The present invention relates to the field of analytical chemistry, in particular to a potentiometric method for monitoring the composition of the chloroaluminate melt, and can be used as a laboratory or remote method for monitoring the concentrations of the main components of the KCl-AlCl ₃ electrolyte in various technological processes. The ratio of aluminum and potassium chlorides is controlled by a potentiometric method using a two-electrode circuit consisting of a working electrode immersed in the studied electrolyte, which is an aluminum rod, and separated by a diaphragm from the main melt of the aluminum reference electrode. The KCl / AlCl ₃ ratio is determined from the measured potential values using previously constructed calibration graphs.

The known method of potentiometric determination of the concentration of metal ions by immersion in a solution of two identical metal electrodes in the form of rods, one of which is subjected to acoustic vibrations in the frequency range 10-200 MHz with an amplitude of electrode oscillations of 0.5-2.0 μm and measure the potential difference between these electrodes.

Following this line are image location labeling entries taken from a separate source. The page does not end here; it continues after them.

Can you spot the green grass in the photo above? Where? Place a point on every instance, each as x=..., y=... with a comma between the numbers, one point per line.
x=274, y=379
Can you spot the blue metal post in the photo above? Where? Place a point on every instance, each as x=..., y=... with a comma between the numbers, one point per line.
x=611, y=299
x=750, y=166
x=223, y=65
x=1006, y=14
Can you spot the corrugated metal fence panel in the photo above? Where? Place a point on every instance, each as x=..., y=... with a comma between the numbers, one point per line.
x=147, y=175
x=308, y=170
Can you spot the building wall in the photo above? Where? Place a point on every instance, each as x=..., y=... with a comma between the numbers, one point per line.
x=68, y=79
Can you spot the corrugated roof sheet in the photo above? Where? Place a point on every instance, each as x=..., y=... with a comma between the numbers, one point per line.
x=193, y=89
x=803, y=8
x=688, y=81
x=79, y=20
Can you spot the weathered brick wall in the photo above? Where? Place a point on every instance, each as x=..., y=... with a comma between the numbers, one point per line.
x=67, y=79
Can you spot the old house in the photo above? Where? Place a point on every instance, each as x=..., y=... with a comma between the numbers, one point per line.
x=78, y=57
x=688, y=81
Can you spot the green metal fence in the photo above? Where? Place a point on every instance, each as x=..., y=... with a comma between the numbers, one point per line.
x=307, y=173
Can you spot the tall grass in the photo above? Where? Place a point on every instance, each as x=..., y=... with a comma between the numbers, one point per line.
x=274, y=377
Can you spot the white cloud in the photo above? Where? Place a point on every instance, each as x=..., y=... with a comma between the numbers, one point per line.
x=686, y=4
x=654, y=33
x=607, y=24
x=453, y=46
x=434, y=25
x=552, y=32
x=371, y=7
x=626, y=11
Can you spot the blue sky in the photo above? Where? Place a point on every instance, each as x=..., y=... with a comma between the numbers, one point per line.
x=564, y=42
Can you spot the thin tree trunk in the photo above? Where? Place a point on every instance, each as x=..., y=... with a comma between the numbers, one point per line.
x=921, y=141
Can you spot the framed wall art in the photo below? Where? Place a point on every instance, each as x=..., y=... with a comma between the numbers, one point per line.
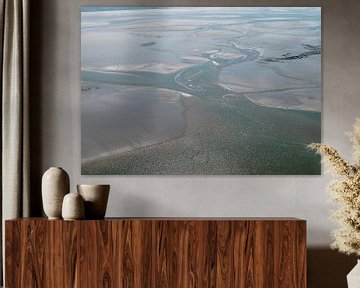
x=200, y=90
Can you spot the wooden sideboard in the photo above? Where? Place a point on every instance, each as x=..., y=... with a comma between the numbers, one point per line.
x=156, y=252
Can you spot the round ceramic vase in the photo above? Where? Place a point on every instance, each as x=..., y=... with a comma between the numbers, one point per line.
x=73, y=207
x=55, y=185
x=95, y=197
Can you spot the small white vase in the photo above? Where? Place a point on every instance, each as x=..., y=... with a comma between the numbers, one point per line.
x=73, y=207
x=95, y=197
x=353, y=278
x=55, y=185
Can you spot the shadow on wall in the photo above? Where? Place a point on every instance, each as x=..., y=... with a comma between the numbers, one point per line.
x=328, y=268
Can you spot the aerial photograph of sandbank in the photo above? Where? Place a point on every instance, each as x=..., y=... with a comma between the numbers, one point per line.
x=200, y=90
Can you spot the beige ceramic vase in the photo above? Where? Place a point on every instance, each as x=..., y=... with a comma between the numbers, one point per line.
x=55, y=185
x=73, y=207
x=95, y=197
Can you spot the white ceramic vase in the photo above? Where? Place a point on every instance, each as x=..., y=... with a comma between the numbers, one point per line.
x=353, y=278
x=95, y=197
x=55, y=185
x=73, y=207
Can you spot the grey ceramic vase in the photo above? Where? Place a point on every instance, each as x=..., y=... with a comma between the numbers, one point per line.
x=73, y=207
x=55, y=185
x=95, y=197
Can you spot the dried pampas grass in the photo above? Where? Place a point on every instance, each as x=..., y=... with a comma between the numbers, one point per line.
x=345, y=192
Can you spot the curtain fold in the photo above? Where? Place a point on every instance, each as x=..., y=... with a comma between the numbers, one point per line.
x=14, y=25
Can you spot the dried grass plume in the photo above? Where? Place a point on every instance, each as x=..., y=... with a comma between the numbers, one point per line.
x=345, y=192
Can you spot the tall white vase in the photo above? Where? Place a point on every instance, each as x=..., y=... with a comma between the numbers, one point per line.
x=55, y=185
x=353, y=278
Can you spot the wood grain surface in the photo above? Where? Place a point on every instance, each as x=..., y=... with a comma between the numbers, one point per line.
x=161, y=252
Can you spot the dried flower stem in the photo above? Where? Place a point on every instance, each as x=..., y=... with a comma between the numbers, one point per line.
x=345, y=192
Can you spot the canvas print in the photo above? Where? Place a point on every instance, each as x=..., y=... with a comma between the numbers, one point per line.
x=200, y=90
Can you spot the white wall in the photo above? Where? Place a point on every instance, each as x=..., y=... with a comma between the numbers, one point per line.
x=55, y=90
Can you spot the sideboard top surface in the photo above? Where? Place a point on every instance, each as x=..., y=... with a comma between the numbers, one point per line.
x=174, y=219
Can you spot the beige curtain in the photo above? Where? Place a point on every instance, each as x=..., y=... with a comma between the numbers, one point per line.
x=14, y=27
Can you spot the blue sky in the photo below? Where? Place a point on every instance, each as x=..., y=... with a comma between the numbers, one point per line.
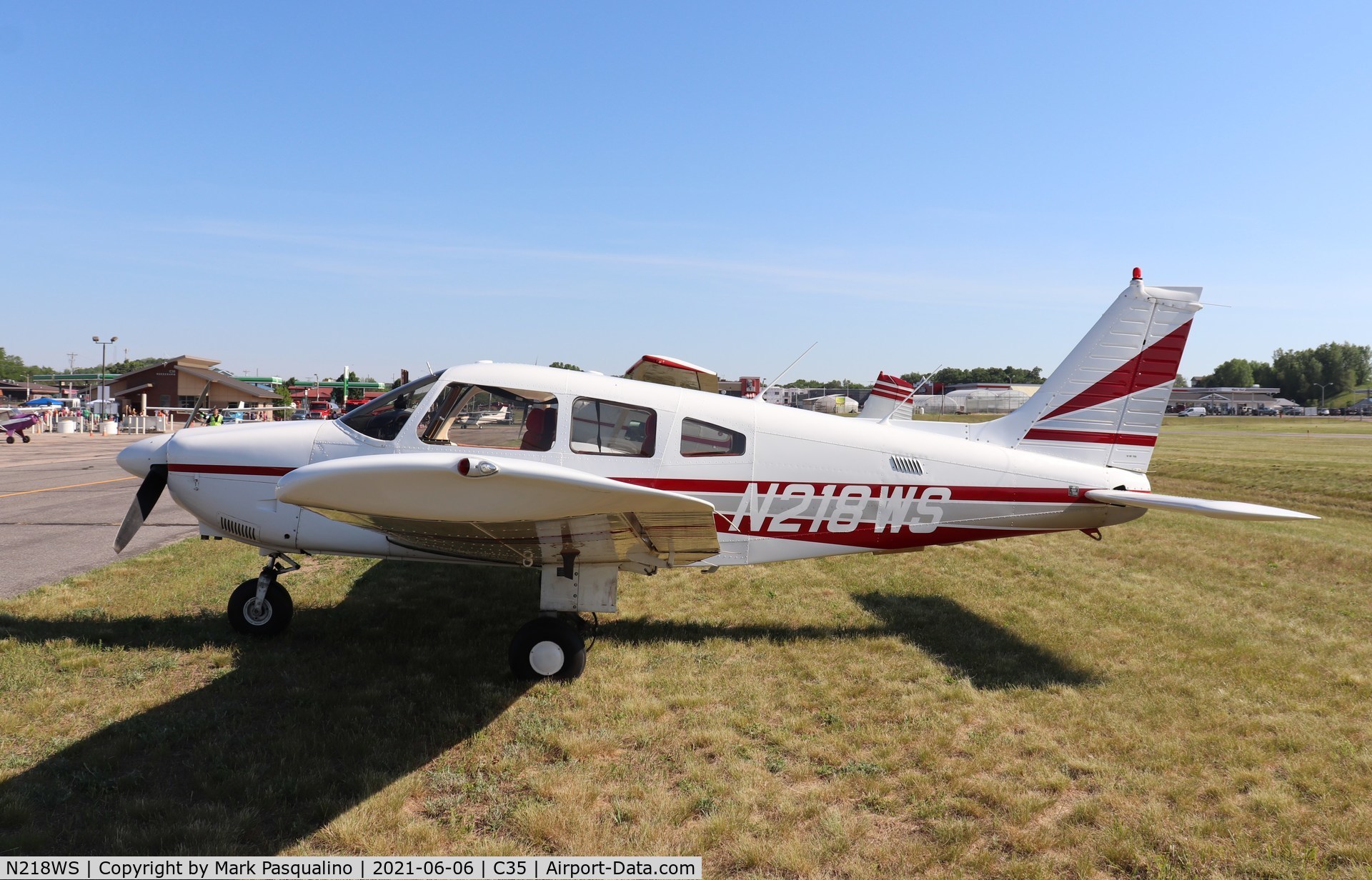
x=297, y=186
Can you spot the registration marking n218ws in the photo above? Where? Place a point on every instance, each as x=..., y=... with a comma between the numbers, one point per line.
x=799, y=506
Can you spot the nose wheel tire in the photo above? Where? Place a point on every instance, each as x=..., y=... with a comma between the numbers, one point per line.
x=267, y=619
x=548, y=647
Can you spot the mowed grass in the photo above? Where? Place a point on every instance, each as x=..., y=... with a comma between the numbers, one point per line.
x=1185, y=698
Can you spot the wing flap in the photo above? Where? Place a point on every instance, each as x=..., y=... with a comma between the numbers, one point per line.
x=505, y=510
x=1220, y=510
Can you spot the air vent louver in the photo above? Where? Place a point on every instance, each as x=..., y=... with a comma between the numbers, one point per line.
x=908, y=465
x=238, y=529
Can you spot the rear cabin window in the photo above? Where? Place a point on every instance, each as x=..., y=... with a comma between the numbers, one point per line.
x=492, y=417
x=605, y=428
x=704, y=439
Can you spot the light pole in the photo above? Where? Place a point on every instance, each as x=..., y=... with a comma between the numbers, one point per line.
x=110, y=341
x=1323, y=386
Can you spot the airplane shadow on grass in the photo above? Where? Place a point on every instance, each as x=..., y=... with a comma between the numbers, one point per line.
x=353, y=698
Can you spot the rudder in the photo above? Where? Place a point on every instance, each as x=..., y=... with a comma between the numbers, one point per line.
x=1105, y=404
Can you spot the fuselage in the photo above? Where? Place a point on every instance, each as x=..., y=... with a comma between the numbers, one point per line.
x=784, y=483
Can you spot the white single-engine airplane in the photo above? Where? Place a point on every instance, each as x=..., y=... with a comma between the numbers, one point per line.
x=597, y=476
x=478, y=417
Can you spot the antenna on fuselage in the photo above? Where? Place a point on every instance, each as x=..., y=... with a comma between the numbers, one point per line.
x=763, y=394
x=911, y=395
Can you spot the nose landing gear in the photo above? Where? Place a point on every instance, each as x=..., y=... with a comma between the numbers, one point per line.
x=259, y=606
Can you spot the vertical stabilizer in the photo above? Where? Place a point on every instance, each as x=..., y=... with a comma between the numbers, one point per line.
x=890, y=394
x=1103, y=405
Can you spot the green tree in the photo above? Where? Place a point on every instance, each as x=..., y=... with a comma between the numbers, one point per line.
x=283, y=396
x=1233, y=373
x=14, y=369
x=996, y=376
x=11, y=366
x=338, y=392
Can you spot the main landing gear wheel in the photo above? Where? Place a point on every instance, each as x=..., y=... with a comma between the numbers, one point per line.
x=268, y=617
x=548, y=647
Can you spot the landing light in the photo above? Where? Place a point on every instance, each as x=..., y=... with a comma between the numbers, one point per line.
x=477, y=469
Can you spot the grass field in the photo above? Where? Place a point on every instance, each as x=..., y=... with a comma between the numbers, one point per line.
x=1187, y=698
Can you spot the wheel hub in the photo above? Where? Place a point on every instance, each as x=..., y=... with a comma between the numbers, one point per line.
x=547, y=659
x=257, y=613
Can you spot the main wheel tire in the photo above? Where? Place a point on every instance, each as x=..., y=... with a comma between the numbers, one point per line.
x=548, y=647
x=269, y=620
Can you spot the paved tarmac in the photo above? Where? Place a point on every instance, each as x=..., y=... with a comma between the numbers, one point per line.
x=62, y=499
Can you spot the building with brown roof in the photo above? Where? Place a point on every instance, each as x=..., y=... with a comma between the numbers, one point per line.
x=180, y=381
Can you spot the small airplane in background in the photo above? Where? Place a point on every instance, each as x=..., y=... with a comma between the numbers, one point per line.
x=478, y=419
x=14, y=424
x=599, y=476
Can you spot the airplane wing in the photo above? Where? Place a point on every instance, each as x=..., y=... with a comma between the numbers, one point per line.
x=1220, y=510
x=505, y=510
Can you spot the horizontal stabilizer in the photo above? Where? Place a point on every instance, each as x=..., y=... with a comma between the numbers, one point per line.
x=1220, y=510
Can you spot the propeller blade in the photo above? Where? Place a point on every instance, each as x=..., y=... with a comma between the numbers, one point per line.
x=141, y=506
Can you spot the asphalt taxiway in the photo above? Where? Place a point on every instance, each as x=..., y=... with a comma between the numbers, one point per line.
x=62, y=498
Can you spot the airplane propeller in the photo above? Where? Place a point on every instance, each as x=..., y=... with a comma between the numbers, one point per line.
x=141, y=506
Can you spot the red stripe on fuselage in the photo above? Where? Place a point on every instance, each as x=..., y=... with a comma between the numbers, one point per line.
x=960, y=492
x=1090, y=436
x=244, y=471
x=1155, y=365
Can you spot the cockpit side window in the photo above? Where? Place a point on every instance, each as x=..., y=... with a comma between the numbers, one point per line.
x=384, y=417
x=492, y=417
x=705, y=439
x=604, y=428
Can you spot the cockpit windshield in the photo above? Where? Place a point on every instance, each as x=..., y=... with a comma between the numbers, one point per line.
x=384, y=417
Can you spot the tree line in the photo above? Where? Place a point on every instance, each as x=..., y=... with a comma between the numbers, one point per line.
x=14, y=368
x=1338, y=366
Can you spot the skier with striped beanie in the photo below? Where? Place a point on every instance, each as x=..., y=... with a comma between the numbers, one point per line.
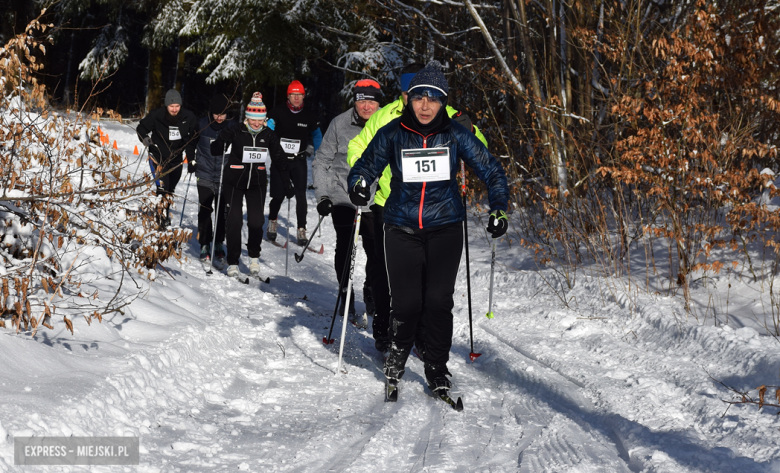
x=252, y=146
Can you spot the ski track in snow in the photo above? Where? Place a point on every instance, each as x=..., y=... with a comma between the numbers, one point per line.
x=215, y=375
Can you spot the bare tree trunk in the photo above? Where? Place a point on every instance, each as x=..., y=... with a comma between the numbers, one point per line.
x=180, y=65
x=154, y=86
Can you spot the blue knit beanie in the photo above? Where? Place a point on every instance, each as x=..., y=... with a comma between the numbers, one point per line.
x=430, y=76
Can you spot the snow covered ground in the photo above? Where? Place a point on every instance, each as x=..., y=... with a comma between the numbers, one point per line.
x=214, y=375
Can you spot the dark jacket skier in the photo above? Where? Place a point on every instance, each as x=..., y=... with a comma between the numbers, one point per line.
x=423, y=219
x=252, y=145
x=297, y=128
x=207, y=167
x=172, y=129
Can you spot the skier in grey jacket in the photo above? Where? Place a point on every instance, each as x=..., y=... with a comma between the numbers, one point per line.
x=329, y=172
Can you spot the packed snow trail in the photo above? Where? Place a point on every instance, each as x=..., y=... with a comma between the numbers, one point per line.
x=215, y=375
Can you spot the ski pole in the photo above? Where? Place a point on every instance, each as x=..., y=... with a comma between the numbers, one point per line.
x=303, y=253
x=472, y=355
x=183, y=205
x=216, y=211
x=492, y=270
x=287, y=243
x=349, y=286
x=327, y=340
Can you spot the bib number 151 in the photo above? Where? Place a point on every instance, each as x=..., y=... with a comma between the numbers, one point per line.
x=426, y=164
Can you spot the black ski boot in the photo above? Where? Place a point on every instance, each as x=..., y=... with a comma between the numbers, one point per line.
x=436, y=376
x=394, y=371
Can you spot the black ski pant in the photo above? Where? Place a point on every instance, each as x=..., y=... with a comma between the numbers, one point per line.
x=422, y=266
x=343, y=219
x=379, y=286
x=171, y=174
x=299, y=176
x=234, y=220
x=207, y=194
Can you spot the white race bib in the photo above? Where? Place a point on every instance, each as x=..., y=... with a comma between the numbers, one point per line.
x=254, y=155
x=290, y=146
x=426, y=164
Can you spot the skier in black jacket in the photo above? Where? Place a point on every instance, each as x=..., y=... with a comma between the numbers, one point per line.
x=207, y=169
x=252, y=145
x=424, y=219
x=173, y=130
x=296, y=128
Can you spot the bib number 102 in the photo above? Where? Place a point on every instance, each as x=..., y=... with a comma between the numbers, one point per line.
x=425, y=165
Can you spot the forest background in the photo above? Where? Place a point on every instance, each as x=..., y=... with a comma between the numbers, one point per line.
x=640, y=137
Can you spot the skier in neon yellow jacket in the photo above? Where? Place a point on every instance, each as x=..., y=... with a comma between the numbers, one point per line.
x=379, y=286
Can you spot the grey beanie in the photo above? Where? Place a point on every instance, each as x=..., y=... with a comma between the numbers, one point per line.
x=172, y=97
x=430, y=76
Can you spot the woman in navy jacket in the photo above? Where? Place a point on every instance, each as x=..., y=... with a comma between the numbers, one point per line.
x=424, y=217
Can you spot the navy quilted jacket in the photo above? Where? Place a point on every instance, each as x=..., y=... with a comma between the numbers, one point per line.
x=429, y=204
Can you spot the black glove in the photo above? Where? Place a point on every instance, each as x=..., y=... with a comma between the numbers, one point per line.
x=289, y=190
x=324, y=207
x=465, y=120
x=360, y=192
x=498, y=223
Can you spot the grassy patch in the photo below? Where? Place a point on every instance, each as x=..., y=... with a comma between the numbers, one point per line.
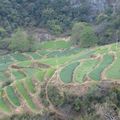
x=19, y=57
x=3, y=105
x=40, y=75
x=18, y=74
x=66, y=74
x=55, y=45
x=96, y=73
x=25, y=95
x=83, y=69
x=114, y=71
x=29, y=84
x=12, y=96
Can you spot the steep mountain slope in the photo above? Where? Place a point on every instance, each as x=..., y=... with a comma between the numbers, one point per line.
x=59, y=76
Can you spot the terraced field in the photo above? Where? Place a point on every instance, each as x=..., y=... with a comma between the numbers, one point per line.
x=23, y=74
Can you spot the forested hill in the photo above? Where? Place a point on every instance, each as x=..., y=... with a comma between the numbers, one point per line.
x=58, y=16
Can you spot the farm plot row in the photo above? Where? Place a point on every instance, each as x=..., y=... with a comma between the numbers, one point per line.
x=92, y=68
x=17, y=93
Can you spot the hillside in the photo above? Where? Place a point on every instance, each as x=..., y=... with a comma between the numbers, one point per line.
x=35, y=82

By the value of the potential difference from the pre-constructed calibration dependence determine the concentration of metal ions in solution [1].

A distinctive feature of the proposed method is that the process of control of the starting components is carried out not in solution, but in an aggressive chloride melt in closed cells or devices under an inert atmosphere. In addition, in the proposed method there is no need to use a source of acoustic vibrations.

Also known is a method of potentiometric determination of the concentration of substances in extractant solutions by measuring the potential jump in the organic phase. In this case, the collector is carried out through aqueous phases in contact with organic matter, one of which is standard, and the other with test solutions. The concentration determination is carried out using a pre-built calibration chart in the coordinates "potential jump - concentration of the test solution" [2].

The difference of the proposed method lies in the fact that this method is carried out not in the organic phase, but in a chloride melt. In addition, the change in the redox potential of the KCl-AlCl _{3 system} occurs during the entire time that the chloroaluminate electrolyte is used, due to the fact that at high temperatures aluminum chloride transitions to the gas phase or its hydrolysis when air or water vapor enters the atmosphere. When additional aluminum chloride is added to the initial electrolyte in order to maintain the required melt composition, a sharp change in the system potential can be observed.

A known method of controlling the ratio of potassium chloride and aluminum in the chloroaluminate melt [3], which is the prototype of the proposed method and differs from it in that instead of an aluminum working electrode and an aluminum reference electrode, chlorine electrodes are used. This method measured the potentials of a chlorine electrode in KCl-AlCl ₃ melts _of various compositions at a temperature of 300 ° C relative to a chlorine reference electrode placed in a chloroaluminate melt saturated with KCl at a given temperature. However, the use of chlorine electrodes in industrial conditions is ineffective, implies the use of harmful gaseous chlorine and, therefore, is impractical.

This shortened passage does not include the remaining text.